Não há braço de ferro algum entre Governo e professores. Quem, com pouco rigor de análise apresenta o problema nessa perspetiva pretende, de forma mais ou menos subtil, ignorar o desprezo com que esta classe profissional tem sido tratada nos últimos quinze anos. Primeiro, lançou-se um modelo burocrático que empurrou professores a especializarem-se em métricas de avaliação, ao invés de lhes dar instrumentos para melhorar o paradigma de ensino e aprendizagem. Depois de aplicado o absurdo modelo, foi-lhes dito que a progressão afinal tinha barreiras. Nem todos podiam ser excelentes na sua função, apesar das avaliações o terem aferido. As cotas que empatam milhares no mesmo degrau salarial há anos a fio são o presente de agradecimento a quem dedicou uma vida de trabalho à Escola Pública.

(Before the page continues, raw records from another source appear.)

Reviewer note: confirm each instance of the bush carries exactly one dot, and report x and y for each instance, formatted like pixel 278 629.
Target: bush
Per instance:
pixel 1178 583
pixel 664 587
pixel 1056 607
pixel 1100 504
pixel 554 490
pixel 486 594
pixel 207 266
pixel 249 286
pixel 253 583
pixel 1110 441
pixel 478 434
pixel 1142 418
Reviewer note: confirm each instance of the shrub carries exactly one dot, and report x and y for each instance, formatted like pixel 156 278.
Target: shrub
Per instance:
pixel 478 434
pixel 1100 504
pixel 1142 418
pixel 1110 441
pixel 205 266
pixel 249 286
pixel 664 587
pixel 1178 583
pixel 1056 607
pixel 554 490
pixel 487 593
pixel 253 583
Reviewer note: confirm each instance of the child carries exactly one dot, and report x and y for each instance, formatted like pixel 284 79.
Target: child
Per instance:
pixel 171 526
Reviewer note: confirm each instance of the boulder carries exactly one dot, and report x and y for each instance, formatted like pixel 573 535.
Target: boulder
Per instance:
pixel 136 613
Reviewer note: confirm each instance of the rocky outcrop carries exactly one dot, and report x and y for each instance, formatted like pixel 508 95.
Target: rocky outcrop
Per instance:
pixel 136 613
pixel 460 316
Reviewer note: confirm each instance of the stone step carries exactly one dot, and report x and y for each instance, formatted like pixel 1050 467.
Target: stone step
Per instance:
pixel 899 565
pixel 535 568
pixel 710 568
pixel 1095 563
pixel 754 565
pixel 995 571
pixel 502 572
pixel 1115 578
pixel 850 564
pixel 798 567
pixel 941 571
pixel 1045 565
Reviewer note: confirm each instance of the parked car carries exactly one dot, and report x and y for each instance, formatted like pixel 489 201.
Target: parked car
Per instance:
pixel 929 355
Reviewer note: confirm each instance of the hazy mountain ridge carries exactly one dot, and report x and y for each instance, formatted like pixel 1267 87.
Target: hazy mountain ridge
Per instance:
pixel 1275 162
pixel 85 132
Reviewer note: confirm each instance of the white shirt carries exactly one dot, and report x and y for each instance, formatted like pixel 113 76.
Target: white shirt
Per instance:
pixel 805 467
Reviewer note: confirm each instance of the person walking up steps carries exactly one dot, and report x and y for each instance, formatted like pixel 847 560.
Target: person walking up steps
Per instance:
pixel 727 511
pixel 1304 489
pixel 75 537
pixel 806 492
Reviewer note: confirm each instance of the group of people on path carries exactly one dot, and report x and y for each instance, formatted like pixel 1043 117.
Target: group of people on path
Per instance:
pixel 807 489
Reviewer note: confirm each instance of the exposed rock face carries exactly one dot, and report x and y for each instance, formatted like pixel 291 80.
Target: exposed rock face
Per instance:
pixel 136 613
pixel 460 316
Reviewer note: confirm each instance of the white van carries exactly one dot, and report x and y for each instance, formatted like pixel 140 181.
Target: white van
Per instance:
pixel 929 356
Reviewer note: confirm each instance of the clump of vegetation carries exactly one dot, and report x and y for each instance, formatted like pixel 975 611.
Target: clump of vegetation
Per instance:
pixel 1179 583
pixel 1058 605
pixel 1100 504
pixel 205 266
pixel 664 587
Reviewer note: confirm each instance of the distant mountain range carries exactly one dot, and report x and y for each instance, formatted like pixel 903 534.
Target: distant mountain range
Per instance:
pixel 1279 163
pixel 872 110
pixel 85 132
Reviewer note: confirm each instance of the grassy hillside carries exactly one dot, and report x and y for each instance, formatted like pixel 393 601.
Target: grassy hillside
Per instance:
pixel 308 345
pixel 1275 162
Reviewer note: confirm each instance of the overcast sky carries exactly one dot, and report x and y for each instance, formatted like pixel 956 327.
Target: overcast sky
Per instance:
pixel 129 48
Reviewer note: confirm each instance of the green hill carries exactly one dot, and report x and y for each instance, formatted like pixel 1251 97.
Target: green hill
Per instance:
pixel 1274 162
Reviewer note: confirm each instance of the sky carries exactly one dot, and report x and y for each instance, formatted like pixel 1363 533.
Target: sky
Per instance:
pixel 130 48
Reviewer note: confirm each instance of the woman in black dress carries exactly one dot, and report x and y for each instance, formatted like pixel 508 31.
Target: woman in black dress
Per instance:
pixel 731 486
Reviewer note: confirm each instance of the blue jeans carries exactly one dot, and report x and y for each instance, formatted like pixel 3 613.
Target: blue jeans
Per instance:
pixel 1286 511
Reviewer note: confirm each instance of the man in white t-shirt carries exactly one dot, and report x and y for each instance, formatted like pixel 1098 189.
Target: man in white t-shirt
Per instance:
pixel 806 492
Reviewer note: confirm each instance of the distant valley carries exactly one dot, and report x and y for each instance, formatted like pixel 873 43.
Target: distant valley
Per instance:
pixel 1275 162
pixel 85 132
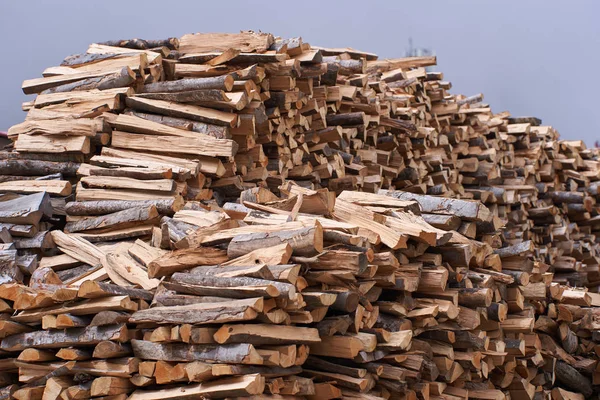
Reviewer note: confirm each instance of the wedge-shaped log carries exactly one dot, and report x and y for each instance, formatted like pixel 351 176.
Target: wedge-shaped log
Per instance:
pixel 119 220
pixel 199 145
pixel 242 353
pixel 26 210
pixel 91 335
pixel 357 215
pixel 201 313
pixel 235 287
pixel 239 386
pixel 266 334
pixel 92 289
pixel 179 260
pixel 304 241
pixel 188 111
pixel 56 187
pixel 469 210
pixel 87 307
pixel 86 208
pixel 119 182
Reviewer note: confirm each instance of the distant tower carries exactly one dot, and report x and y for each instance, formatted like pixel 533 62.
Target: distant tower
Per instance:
pixel 413 51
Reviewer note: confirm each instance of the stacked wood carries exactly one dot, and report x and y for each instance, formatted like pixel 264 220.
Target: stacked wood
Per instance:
pixel 245 216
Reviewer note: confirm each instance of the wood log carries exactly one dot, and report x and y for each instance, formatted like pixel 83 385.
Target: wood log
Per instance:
pixel 102 207
pixel 58 339
pixel 227 353
pixel 201 313
pixel 118 220
pixel 305 241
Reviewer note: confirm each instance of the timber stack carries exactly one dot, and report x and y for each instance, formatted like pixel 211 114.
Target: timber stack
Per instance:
pixel 246 216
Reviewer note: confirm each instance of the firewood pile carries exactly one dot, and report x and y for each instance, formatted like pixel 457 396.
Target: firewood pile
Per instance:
pixel 246 216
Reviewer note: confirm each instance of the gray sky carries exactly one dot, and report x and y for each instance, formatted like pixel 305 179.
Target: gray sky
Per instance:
pixel 525 56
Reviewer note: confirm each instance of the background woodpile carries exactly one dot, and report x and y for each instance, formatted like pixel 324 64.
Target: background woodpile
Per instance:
pixel 244 216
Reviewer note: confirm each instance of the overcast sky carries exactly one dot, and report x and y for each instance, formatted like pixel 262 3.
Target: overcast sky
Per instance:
pixel 528 57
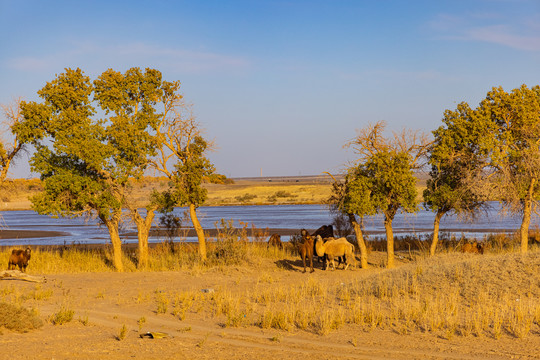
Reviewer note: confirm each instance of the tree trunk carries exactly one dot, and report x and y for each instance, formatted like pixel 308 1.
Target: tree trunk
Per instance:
pixel 360 239
pixel 143 230
pixel 199 230
pixel 112 226
pixel 389 241
pixel 436 224
pixel 526 221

Se a situação é assim para quem conseguiu aceder à carreira, torna-se dramática para todos os “contratados”, que planeiam a vida mês a mês, acartam com a casa às costas todos os inícios de ano letivo ou semestre de aulas e recebem pouco mais de mil euros por mês para dar resposta a todas as despesas da vida, mais cara em tudo. A percentagem nesta condição aproxima-se de metade do total de professores na Escola Pública. É o duplo processo de precarização e desvalorização salarial.
O contexto político que empurrou a classe para a rua tem contornos novos e, em certa medida, diferentes daqueles que levaram, nos anos compreendidos entre 2008 e 2011, outros tantos milhares a sair à rua. O aumento de precários é gritante, as condições pioraram, apesar de algumas mudanças no campo pedagógico - parte delas com dificuldades de implementação dado o subfinanciamento. Contudo, há um rastilho de pólvora que atravessa várias legislaturas: a criação no senso comum que estamos perante uma classe profissional de privilegiados.

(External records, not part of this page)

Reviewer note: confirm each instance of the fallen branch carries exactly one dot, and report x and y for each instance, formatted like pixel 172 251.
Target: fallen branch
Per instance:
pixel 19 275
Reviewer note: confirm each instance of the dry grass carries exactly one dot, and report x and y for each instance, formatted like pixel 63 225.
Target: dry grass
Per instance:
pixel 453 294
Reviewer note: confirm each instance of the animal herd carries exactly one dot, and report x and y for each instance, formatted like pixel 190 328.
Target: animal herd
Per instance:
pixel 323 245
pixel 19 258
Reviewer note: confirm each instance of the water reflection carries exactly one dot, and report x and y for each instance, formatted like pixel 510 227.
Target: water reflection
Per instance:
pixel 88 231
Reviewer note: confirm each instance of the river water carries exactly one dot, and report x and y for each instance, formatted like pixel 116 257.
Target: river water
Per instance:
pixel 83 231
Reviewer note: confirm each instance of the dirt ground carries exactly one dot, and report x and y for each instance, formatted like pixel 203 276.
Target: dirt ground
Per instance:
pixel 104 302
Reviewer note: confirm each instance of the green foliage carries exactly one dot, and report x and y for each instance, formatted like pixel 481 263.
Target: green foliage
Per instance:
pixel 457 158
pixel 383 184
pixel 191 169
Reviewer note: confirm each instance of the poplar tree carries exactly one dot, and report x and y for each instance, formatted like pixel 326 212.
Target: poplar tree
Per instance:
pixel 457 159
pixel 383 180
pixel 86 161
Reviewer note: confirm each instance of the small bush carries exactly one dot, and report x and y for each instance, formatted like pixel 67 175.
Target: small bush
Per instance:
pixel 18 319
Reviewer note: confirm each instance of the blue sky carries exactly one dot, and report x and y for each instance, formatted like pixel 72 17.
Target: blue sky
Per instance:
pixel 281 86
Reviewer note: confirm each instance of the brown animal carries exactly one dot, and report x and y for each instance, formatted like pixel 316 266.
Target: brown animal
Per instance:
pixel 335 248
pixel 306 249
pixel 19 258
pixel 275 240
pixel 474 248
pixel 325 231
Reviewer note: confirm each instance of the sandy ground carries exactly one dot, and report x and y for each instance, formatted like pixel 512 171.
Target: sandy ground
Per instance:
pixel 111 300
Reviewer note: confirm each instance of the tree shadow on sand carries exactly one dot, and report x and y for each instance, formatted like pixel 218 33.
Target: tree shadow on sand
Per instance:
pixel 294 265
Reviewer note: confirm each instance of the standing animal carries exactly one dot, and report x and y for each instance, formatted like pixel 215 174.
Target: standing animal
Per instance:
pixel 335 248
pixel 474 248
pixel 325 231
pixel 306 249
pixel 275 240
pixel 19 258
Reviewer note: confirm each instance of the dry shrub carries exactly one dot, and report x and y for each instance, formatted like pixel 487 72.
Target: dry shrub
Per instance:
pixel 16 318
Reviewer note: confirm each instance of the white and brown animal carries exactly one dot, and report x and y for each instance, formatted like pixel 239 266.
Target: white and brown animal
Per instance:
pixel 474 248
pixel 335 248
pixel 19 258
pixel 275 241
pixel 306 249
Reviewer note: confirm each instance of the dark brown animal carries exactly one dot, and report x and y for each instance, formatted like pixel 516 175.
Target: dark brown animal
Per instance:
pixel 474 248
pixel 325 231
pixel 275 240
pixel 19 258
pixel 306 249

O Partido Socialista em primeira mão, e mais tarde o Governo PSD-CDS aproveitou o trabalho de casa já feito, alimentaram esse ódio social aos professores. Como era possível o país atender às reivindicações dos sindicatos numa altura em que precisávamos de emagrecer o Estado e pôr as contas públicas em ordem? E o que fazer com todos os outros funcionários públicos, com salários mais baixos e menos “regalias”? Foram convidados a emigrar, durante a intervenção da Troika. “Não sejam piegas”, era a palavra de ordem para humilhar uma classe inteira. A narrativa vingou até aos dias de hoje e conseguiu encontrar adeptos, durante esse anos, até junto de uma parte substancial da classe trabalhadora com professores no seu seio familiar. O problema é que os responsáveis políticos esqueceram-se que, hoje, ninguém compreende como é que um professor do Porto a dar aulas no Algarve não recebe um euro para fazer face às suas deslocações, dorme num quarto alugado sem contrato e é despejado quando chegar o verão e o turismo falar mais alto.

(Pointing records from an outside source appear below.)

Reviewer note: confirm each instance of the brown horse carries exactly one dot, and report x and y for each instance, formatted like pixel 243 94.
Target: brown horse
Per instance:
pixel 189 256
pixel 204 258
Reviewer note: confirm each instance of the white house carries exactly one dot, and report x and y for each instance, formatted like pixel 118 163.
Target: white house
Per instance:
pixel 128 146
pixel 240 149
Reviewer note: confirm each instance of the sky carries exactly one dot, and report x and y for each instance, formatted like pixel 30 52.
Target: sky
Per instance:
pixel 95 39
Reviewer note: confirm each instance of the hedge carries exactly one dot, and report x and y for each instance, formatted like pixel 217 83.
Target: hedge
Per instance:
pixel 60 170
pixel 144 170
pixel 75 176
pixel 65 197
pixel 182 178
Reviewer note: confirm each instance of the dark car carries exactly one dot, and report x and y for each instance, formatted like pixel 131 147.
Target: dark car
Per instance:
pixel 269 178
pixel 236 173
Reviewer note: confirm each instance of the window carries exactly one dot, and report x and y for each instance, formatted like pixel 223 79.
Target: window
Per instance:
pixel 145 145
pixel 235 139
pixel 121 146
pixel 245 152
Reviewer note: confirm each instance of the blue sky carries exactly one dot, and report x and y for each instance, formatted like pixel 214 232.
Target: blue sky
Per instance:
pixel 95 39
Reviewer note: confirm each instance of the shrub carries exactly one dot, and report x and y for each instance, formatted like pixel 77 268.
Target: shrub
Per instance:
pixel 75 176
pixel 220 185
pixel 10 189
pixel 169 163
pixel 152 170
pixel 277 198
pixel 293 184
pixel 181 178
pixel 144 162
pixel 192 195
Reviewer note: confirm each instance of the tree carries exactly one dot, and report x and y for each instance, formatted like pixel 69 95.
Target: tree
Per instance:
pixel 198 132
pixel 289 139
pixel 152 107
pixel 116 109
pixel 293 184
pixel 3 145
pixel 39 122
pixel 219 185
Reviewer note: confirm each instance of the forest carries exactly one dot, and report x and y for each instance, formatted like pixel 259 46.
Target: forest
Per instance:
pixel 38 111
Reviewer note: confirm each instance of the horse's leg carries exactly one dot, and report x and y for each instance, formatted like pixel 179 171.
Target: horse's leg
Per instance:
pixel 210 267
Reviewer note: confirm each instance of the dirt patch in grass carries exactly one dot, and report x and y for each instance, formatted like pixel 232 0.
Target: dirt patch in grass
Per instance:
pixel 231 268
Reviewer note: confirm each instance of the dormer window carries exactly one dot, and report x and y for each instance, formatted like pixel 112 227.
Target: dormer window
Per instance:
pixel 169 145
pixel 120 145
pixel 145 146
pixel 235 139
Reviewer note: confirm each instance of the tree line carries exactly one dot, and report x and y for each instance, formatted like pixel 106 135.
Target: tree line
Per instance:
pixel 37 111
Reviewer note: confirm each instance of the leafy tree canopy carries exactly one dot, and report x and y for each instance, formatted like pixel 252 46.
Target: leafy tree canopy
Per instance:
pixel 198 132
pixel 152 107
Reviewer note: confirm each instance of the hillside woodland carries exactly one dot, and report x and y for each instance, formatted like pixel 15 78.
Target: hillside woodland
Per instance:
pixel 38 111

Nos desfiles, professores organizados por agrupamento, grupos de estudantes que levantam cartazes de apoio, outros profissionais da educação a reivindicar condições laborais, famílias que fizeram centenas de quilómetros para aparecer ao lado dos seus na Avenida da Liberdade. Não há nenhum fenómeno paranormal nas centenas de milhares que têm ocupado os portões das suas escolas e as ruas da capital, ao fim de semana. Quando o desprezo contínuo é modus operandi, há o dia em que salta a tampa da panela de pressão.
“Estamos a dar a aula mais importante das nossas vidas”, leu-se na faixa empunhada por um conjunto de professores na manifestação do passado dia 11 de fevereiro, em Lisboa. E o problema de António Costa é que foi a sala com mais gente deste ano letivo.